The particle motion is assumed to be a probabilistic mixture between two main modes of motion: Brownian motion (pure diffusion) and directed motion (biased diffusion). Particles can switch from one motion type to the other one randomly between frames. It is modeled with a Markov chain with two states: brownian and directed motion, with transition parameters p_db and p_bd for the probability of transition from directed to Brownian motion to directed motion, and conversely. The Brownian motion is controlled by a single parameter: the standard deviation of the Gaussian distribution associated to the the displacement between two frames. However, it is realistic to think that heterogeneous particles can exhibit slightly different diffusion characteristics. The displacement standard deviation for each particle is thus uniformly drawn in the interval [sigma_bMin sigma_bMax].
For the directed motion the velocity (parameter v) is assumed to be constant in the preferred direction. A small diffusion motion is generally assumed to act at the same time. The displacement due to diffusion is fixed for directed particles by the parameter sigma_directed.
Sample configuration files
Two sample configuration files are provided to illustrate the abilities of the software:
- example2D_2populations.txt: example of 5 sequences of 2D images for which two sub-population of particles are created. Particles from the second population exhibit directed motion only with high velocity
- example3D_poissonNoise.txt: example of 1 sequence of 3D images. Poisson noise only is added to the images and the pixel size is greater in the Z direction than in the X direction.

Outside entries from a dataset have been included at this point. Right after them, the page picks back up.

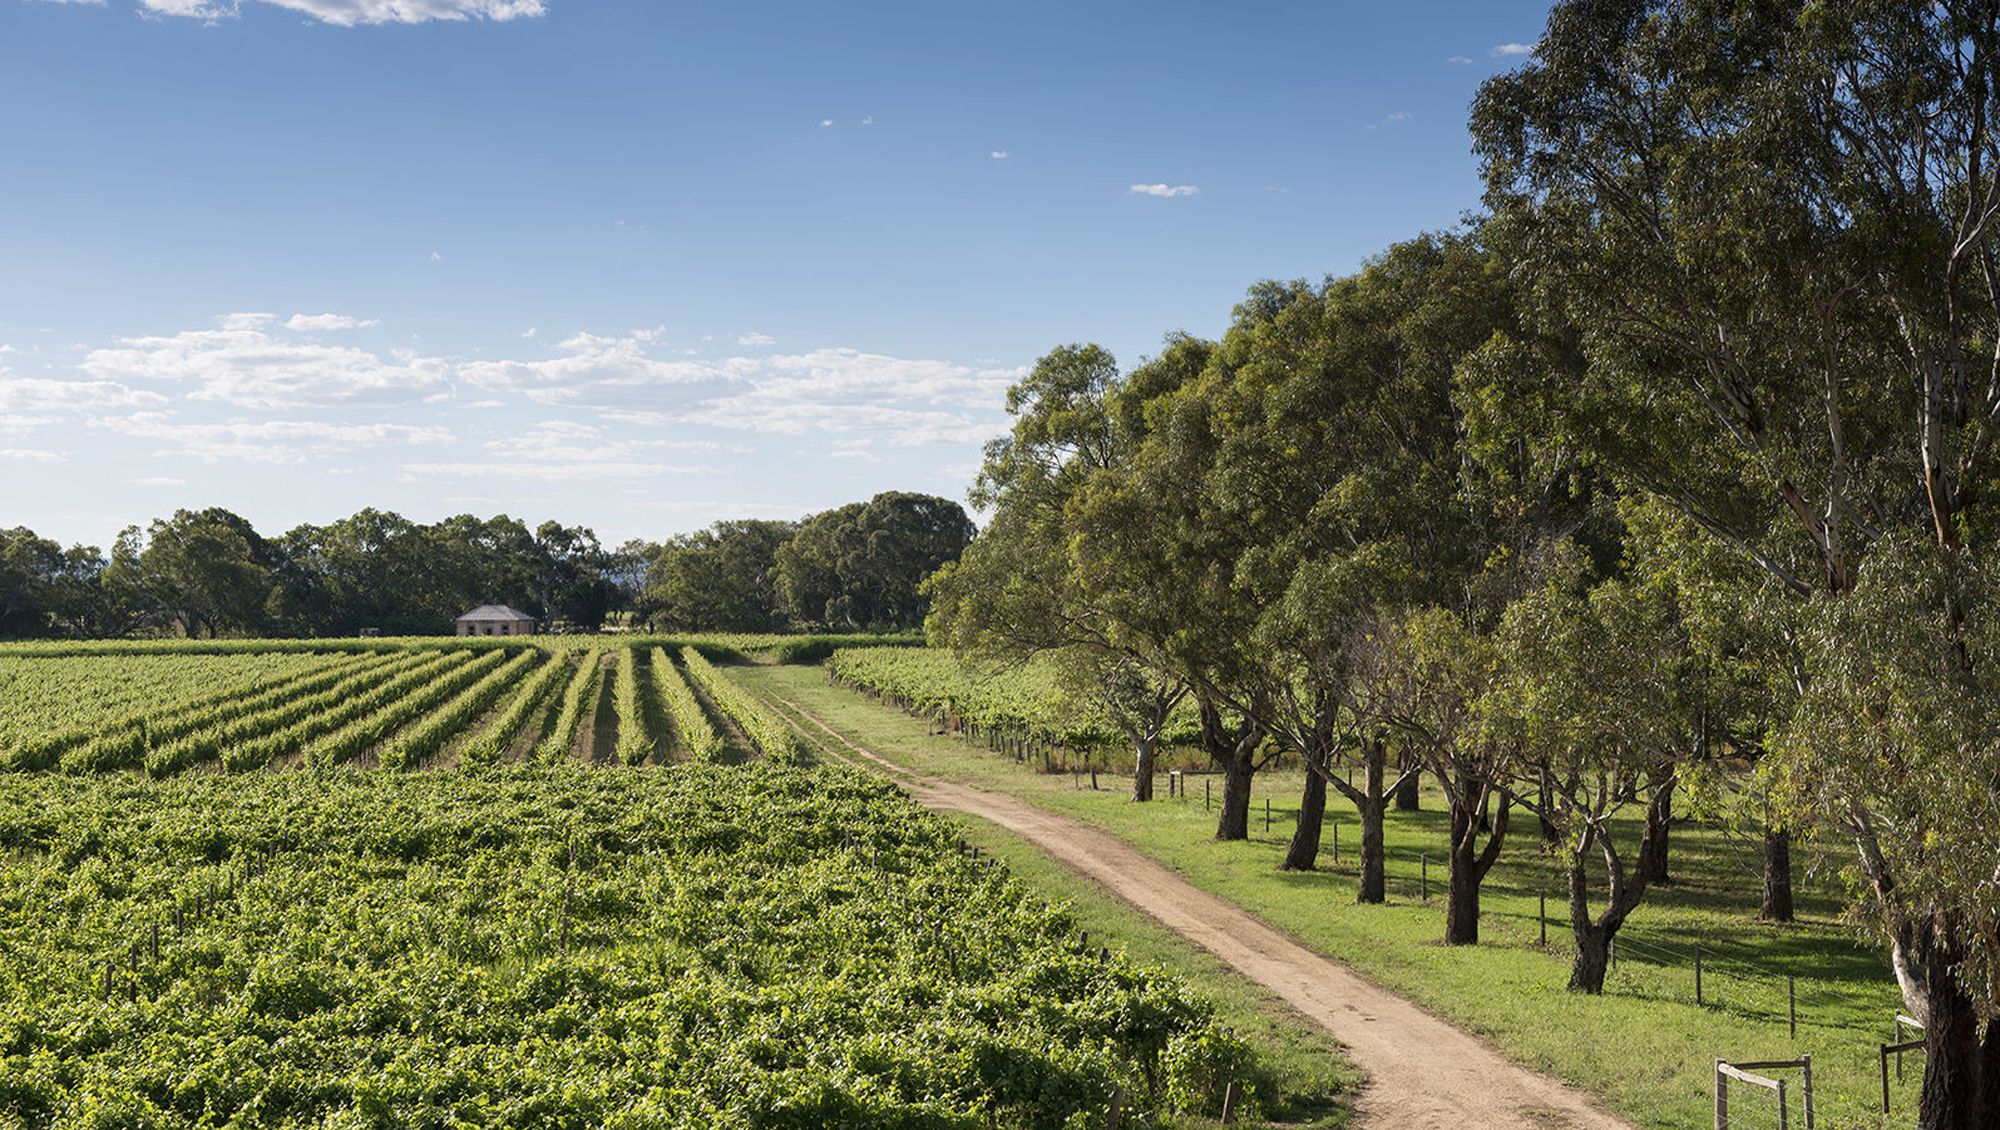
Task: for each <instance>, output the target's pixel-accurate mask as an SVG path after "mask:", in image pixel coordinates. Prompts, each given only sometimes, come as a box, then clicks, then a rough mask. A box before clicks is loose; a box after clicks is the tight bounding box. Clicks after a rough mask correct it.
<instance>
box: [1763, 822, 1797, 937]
mask: <svg viewBox="0 0 2000 1130" xmlns="http://www.w3.org/2000/svg"><path fill="white" fill-rule="evenodd" d="M1756 916H1758V918H1762V920H1764V922H1790V920H1792V834H1790V832H1786V830H1782V828H1770V826H1766V828H1764V906H1762V908H1758V912H1756Z"/></svg>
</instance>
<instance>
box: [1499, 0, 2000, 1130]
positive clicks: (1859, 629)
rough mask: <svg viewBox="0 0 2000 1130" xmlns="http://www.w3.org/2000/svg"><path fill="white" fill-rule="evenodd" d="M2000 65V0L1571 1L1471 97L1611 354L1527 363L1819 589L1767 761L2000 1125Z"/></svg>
mask: <svg viewBox="0 0 2000 1130" xmlns="http://www.w3.org/2000/svg"><path fill="white" fill-rule="evenodd" d="M1996 92H2000V6H1996V4H1992V0H1940V2H1934V4H1908V2H1904V0H1812V2H1808V0H1790V2H1772V4H1754V6H1748V4H1736V2H1724V0H1682V2H1666V0H1572V2H1566V4H1560V6H1558V8H1556V10H1554V14H1552V16H1550V24H1548V30H1546V34H1544V36H1542V40H1540V44H1538V48H1536V56H1534V60H1532V62H1530V64H1528V66H1524V68H1522V70H1518V72H1514V74H1506V76H1500V78H1494V80H1490V82H1488V84H1486V86H1484V88H1482V90H1480V96H1478V100H1476V104H1474V120H1472V130H1474V138H1476V148H1478V152H1480V156H1482V160H1484V174H1486V184H1488V204H1490V208H1492V210H1494V214H1496V220H1498V230H1500V232H1504V242H1506V246H1508V248H1510V254H1512V256H1516V262H1518V276H1520V278H1522V280H1524V286H1526V292H1528V294H1532V296H1534V298H1536V306H1538V310H1540V312H1542V314H1544V316H1546V318H1548V320H1550V322H1562V324H1566V326H1570V328H1574V332H1576V334H1578V344H1580V354H1582V358H1584V362H1586V364H1580V366H1574V368H1572V370H1570V372H1568V374H1566V378H1564V382H1562V384H1560V388H1558V386H1552V384H1542V386H1536V382H1534V380H1532V374H1528V380H1524V382H1522V386H1520V388H1516V394H1520V396H1530V398H1540V400H1542V402H1546V404H1548V408H1550V410H1552V416H1554V418H1556V420H1560V422H1562V428H1564V434H1566V436H1568V438H1572V440H1574V442H1578V444H1580V446H1584V448H1588V450H1590V452H1592V454H1594V456H1596V458H1600V460H1604V464H1606V466H1612V468H1616V474H1618V476H1620V478H1624V482H1628V484H1630V486H1634V488H1638V490H1644V492H1648V494H1652V496H1654V498H1660V500H1664V502H1668V504H1670V506H1674V508H1676V510H1680V512H1682V514H1684V516H1686V518H1688V520H1690V522H1696V524H1700V528H1704V530H1706V532H1708V534H1710V536H1712V538H1716V540H1718V542H1722V544H1728V546H1732V548H1734V550H1736V552H1738V554H1742V556H1744V558H1746V560H1750V562H1754V564H1756V568H1758V570H1760V574H1762V580H1760V588H1764V590H1770V592H1774V594H1778V596H1782V598H1784V600H1790V602H1796V604H1800V606H1806V608H1810V610H1812V614H1810V616H1800V622H1806V624H1814V626H1816V628H1814V630H1812V632H1804V634H1798V636H1792V638H1790V640H1786V648H1784V652H1786V654H1780V656H1776V658H1774V662H1780V664H1786V666H1788V668H1790V674H1792V682H1794V684H1796V692H1798V700H1796V708H1794V710H1792V712H1790V716H1788V718H1786V720H1784V726H1782V728H1780V734H1778V738H1780V740H1778V742H1776V744H1774V756H1772V758H1768V762H1766V776H1768V778H1770V780H1772V784H1774V792H1776V796H1778V798H1780V802H1782V804H1784V806H1786V818H1788V822H1792V824H1798V826H1812V824H1820V826H1824V828H1828V830H1838V832H1840V834H1842V836H1848V838H1852V840H1854V844H1856V858H1858V864H1860V872H1862V876H1864V880H1866V890H1868V904H1870V908H1872V910H1874V920H1876V922H1878V926H1880V928H1882V932H1884V936H1886V938H1888V944H1890V954H1892V960H1894V966H1896V972H1898V980H1900V984H1902V990H1904V1000H1906V1006H1908V1008H1910V1012H1912V1014H1916V1016H1920V1018H1926V1022H1928V1028H1926V1044H1928V1056H1926V1070H1924V1090H1922V1098H1920V1124H1922V1126H1924V1128H1932V1130H1944V1128H1952V1130H1958V1128H1972V1126H1990V1124H1996V1122H2000V1022H1994V1020H1988V1018H1990V1016H1994V1012H1996V1010H2000V984H1996V978H1992V976H1990V970H1992V968H1994V964H1996V956H2000V908H1996V906H1992V904H1990V902H1988V900H1986V898H1984V894H1982V892H1986V890H1988V888H1990V876H1992V874H1994V872H1996V866H2000V822H1994V820H1984V822H1980V820H1968V818H1966V812H1970V808H1966V806H1968V804H1972V802H1968V800H1966V796H1964V794H1962V792H1960V788H1958V786H1954V780H1956V782H1962V780H1964V776H1962V774H1964V772H1966V770H1970V772H1972V776H1974V778H1978V780H1990V776H1992V756H1994V754H1992V748H1990V744H1988V742H1986V740H1978V738H1976V736H1978V734H1984V732H1990V728H1992V726H1990V722H1984V728H1982V724H1976V722H1978V720H1990V718H1992V716H1994V712H1996V710H2000V700H1996V698H1994V696H1992V694H1990V688H1988V686H1986V682H1984V680H1986V676H1984V672H1986V670H1990V668H1992V664H1994V662H1996V660H2000V654H1996V640H1994V638H1992V636H1990V634H1988V632H1986V628H1984V626H1982V616H1984V606H1982V604H1980V600H1978V594H1980V592H1982V590H1980V588H1978V584H1976V582H1978V580H1980V578H1984V574H1986V570H1988V562H1990V558H1992V554H1994V552H1996V550H2000V544H1996V542H2000V524H1996V520H1994V514H1992V508H1990V506H1988V504H1986V502H1984V500H1988V498H1992V496H1994V486H1996V478H2000V466H1996V460H1994V448H1992V444H1994V426H1996V416H2000V356H1996V352H1994V342H1996V340H2000V278H1996V276H2000V268H1996V262H2000V248H1996V240H1994V220H1996V216H2000V178H1996V172H2000V140H1996V136H1994V118H1996ZM1834 626H1838V628H1840V630H1834ZM1910 688H1932V690H1938V692H1946V702H1930V704H1928V706H1924V704H1920V700H1912V698H1904V696H1902V692H1908V690H1910ZM1968 758H1970V760H1968ZM1946 766H1958V772H1960V776H1954V774H1952V772H1948V770H1946ZM1974 808H1976V804H1974ZM1940 842H1950V844H1952V846H1954V850H1952V854H1950V860H1946V858H1940V852H1938V850H1936V844H1940ZM1974 876H1976V878H1974Z"/></svg>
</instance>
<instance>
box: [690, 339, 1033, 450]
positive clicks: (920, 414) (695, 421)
mask: <svg viewBox="0 0 2000 1130" xmlns="http://www.w3.org/2000/svg"><path fill="white" fill-rule="evenodd" d="M1018 378H1020V370H972V368H966V366H958V364H948V362H936V360H904V358H892V356H882V354H864V352H860V350H814V352H810V354H790V356H776V358H770V360H768V362H764V370H762V372H760V374H756V376H752V378H750V388H748V390H746V392H740V394H734V396H720V398H712V400H706V402H702V404H698V406H694V408H692V410H688V412H682V414H678V416H676V422H682V424H706V426H716V428H732V430H746V432H772V434H782V436H800V434H808V432H822V434H848V436H860V434H868V436H880V438H884V440H888V442H890V444H896V446H916V444H956V442H984V440H990V438H994V436H998V434H1000V432H1004V430H1006V414H1004V406H1006V388H1008V386H1010V384H1014V382H1016V380H1018Z"/></svg>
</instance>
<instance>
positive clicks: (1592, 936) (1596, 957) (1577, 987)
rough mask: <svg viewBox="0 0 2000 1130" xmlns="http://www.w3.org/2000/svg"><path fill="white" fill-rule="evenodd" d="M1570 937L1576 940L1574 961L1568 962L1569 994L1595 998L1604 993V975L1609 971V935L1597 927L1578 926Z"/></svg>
mask: <svg viewBox="0 0 2000 1130" xmlns="http://www.w3.org/2000/svg"><path fill="white" fill-rule="evenodd" d="M1572 936H1574V938H1576V960H1572V962H1570V992H1588V994H1592V996H1596V994H1600V992H1604V974H1606V970H1610V952H1612V940H1610V934H1608V932H1606V930H1600V928H1598V926H1578V928H1574V930H1572Z"/></svg>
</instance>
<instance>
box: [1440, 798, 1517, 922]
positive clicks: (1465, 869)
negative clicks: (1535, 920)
mask: <svg viewBox="0 0 2000 1130" xmlns="http://www.w3.org/2000/svg"><path fill="white" fill-rule="evenodd" d="M1486 796H1488V792H1486V788H1484V786H1480V784H1478V782H1466V784H1460V786H1456V788H1454V790H1450V816H1452V852H1450V876H1448V878H1446V904H1444V944H1446V946H1470V944H1474V942H1478V940H1480V884H1482V882H1484V880H1486V872H1488V870H1492V866H1494V860H1496V858H1500V844H1502V842H1504V840H1506V822H1508V810H1510V808H1512V802H1510V798H1508V794H1504V792H1502V794H1500V812H1498V814H1496V816H1494V818H1492V834H1490V836H1486V846H1480V814H1482V808H1484V806H1486Z"/></svg>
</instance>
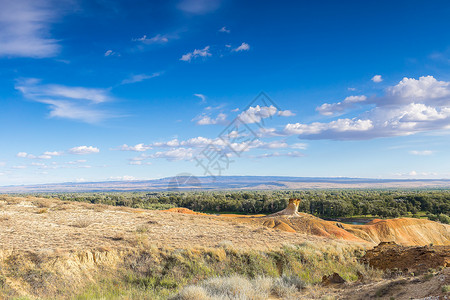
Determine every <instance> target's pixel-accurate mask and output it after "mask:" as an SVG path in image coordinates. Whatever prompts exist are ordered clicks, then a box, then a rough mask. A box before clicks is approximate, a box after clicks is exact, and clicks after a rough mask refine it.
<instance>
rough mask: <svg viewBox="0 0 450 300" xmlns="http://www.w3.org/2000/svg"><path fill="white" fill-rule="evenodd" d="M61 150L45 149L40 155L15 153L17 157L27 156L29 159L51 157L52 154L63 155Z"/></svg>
mask: <svg viewBox="0 0 450 300" xmlns="http://www.w3.org/2000/svg"><path fill="white" fill-rule="evenodd" d="M63 154H64V152H63V151H45V152H44V153H42V154H41V155H34V154H30V153H27V152H19V153H17V154H16V156H17V157H19V158H29V159H52V158H53V157H54V156H61V155H63Z"/></svg>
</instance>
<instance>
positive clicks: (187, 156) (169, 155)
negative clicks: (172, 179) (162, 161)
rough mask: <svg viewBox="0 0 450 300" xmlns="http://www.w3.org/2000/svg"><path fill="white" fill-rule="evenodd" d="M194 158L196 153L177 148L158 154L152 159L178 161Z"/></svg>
mask: <svg viewBox="0 0 450 300" xmlns="http://www.w3.org/2000/svg"><path fill="white" fill-rule="evenodd" d="M193 156H194V151H193V150H192V149H189V148H177V149H171V150H167V151H160V152H156V153H155V154H153V155H152V158H165V159H167V160H169V161H177V160H191V159H192V158H193Z"/></svg>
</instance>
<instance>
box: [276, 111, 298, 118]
mask: <svg viewBox="0 0 450 300" xmlns="http://www.w3.org/2000/svg"><path fill="white" fill-rule="evenodd" d="M278 115H279V116H281V117H293V116H295V114H294V113H293V112H292V111H290V110H280V111H279V112H278Z"/></svg>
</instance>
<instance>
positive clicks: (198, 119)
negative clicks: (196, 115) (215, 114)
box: [193, 113, 227, 125]
mask: <svg viewBox="0 0 450 300" xmlns="http://www.w3.org/2000/svg"><path fill="white" fill-rule="evenodd" d="M195 120H197V122H196V124H197V125H217V124H226V123H227V115H226V114H223V113H220V114H218V115H217V117H216V118H211V117H210V116H208V115H202V116H199V117H197V118H195V119H193V121H195Z"/></svg>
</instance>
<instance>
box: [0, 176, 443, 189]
mask: <svg viewBox="0 0 450 300" xmlns="http://www.w3.org/2000/svg"><path fill="white" fill-rule="evenodd" d="M331 188H367V189H377V188H380V189H382V188H450V179H370V178H344V177H337V178H327V177H283V176H218V177H208V176H207V177H195V176H189V175H182V176H176V177H168V178H161V179H154V180H134V181H105V182H67V183H54V184H38V185H21V186H3V187H0V193H52V192H114V191H168V190H170V191H177V190H179V191H183V190H272V189H275V190H280V189H331Z"/></svg>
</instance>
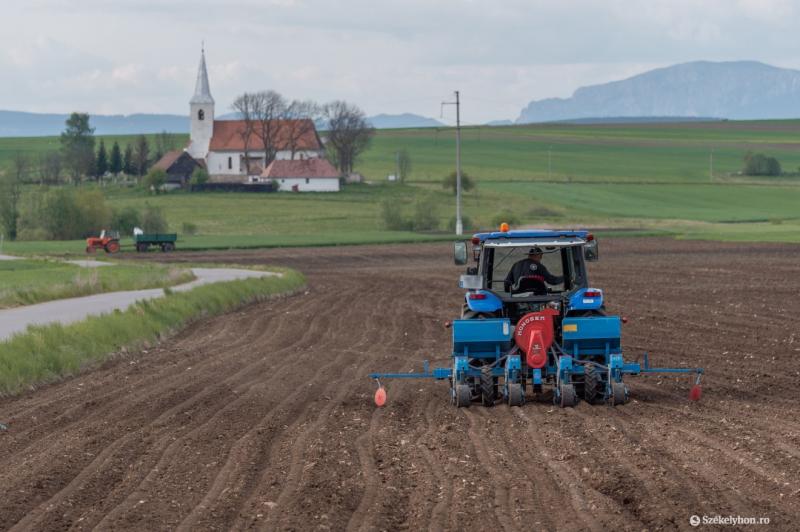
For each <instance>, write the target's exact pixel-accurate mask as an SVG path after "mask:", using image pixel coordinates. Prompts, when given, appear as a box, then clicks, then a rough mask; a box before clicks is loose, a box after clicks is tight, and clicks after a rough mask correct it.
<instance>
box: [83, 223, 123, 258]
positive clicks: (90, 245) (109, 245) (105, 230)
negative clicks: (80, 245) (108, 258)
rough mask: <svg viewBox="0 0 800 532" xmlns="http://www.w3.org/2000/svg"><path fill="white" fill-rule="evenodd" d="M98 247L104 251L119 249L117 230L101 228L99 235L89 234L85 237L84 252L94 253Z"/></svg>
mask: <svg viewBox="0 0 800 532" xmlns="http://www.w3.org/2000/svg"><path fill="white" fill-rule="evenodd" d="M98 249H103V250H105V252H106V253H116V252H118V251H119V231H106V230H105V229H103V230H102V231H101V232H100V236H99V237H98V236H90V237H89V238H87V239H86V253H94V252H95V251H97V250H98Z"/></svg>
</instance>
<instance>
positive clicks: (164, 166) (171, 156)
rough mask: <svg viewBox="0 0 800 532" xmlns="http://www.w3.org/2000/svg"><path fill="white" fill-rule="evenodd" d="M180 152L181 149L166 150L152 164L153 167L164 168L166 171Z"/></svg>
mask: <svg viewBox="0 0 800 532" xmlns="http://www.w3.org/2000/svg"><path fill="white" fill-rule="evenodd" d="M182 153H183V152H182V151H181V150H175V151H168V152H167V153H165V154H164V155H163V156H162V157H161V159H159V160H158V162H157V163H156V164H154V165H153V168H156V169H158V170H164V171H165V172H166V171H167V170H169V167H170V166H172V165H173V163H174V162H175V161H177V160H178V157H180V156H181V154H182Z"/></svg>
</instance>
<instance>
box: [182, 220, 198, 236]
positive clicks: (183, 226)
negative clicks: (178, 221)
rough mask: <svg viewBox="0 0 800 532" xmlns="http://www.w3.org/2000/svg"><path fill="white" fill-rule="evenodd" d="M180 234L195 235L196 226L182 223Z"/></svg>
mask: <svg viewBox="0 0 800 532" xmlns="http://www.w3.org/2000/svg"><path fill="white" fill-rule="evenodd" d="M181 233H183V234H186V235H196V234H197V224H193V223H192V222H183V224H182V225H181Z"/></svg>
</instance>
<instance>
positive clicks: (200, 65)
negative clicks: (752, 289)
mask: <svg viewBox="0 0 800 532" xmlns="http://www.w3.org/2000/svg"><path fill="white" fill-rule="evenodd" d="M189 103H191V104H195V103H201V104H213V103H214V98H212V97H211V89H210V88H209V87H208V71H207V70H206V50H205V44H203V45H202V46H201V48H200V66H198V67H197V82H196V83H195V86H194V96H192V99H191V100H189Z"/></svg>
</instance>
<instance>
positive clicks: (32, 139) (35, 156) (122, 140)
mask: <svg viewBox="0 0 800 532" xmlns="http://www.w3.org/2000/svg"><path fill="white" fill-rule="evenodd" d="M138 136H139V135H105V136H97V137H95V148H97V147H98V146H100V141H101V140H102V141H104V142H105V144H106V150H109V151H110V150H111V146H113V145H114V142H115V141H116V142H118V143H119V146H120V149H121V150H123V151H124V150H125V145H126V144H131V145H133V143H134V141H135V140H136V138H137V137H138ZM145 136H146V137H147V140H148V142H149V144H150V149H151V150H154V149H155V135H145ZM188 141H189V135H184V134H175V142H176V148H183V147H184V146H185V145H186V143H187V142H188ZM60 148H61V142H60V141H59V138H58V137H5V138H0V171H3V170H8V169H9V168H11V165H12V161H13V160H14V157H15V156H16V154H17V153H22V154H24V155H25V156H27V157H28V158H29V159H31V160H32V161H33V163H34V164H36V160H37V159H38V158H39V156H40V155H43V154H45V153H47V152H50V151H57V150H59V149H60ZM64 173H65V174H66V172H64Z"/></svg>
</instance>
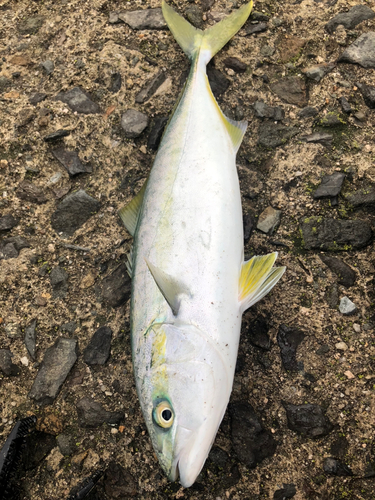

 'Advances in probabilistic particle tracking', Nicolas Chenouard, Ph. D thesis. Institut Pasteur & TelecomParisTech, Paris, January 2010.
 'Trackmanager' plugin for Icy by Fabrice de Chaumont.
 'Gaussian Approximations of Fluorescence Microscope Point-Spread Function Models', B. Zhang, J. Zerubia, and J.-C. Olivo-Marin, vol. 46, no. 10, pp. 1819-1829, Applied Optics (2007).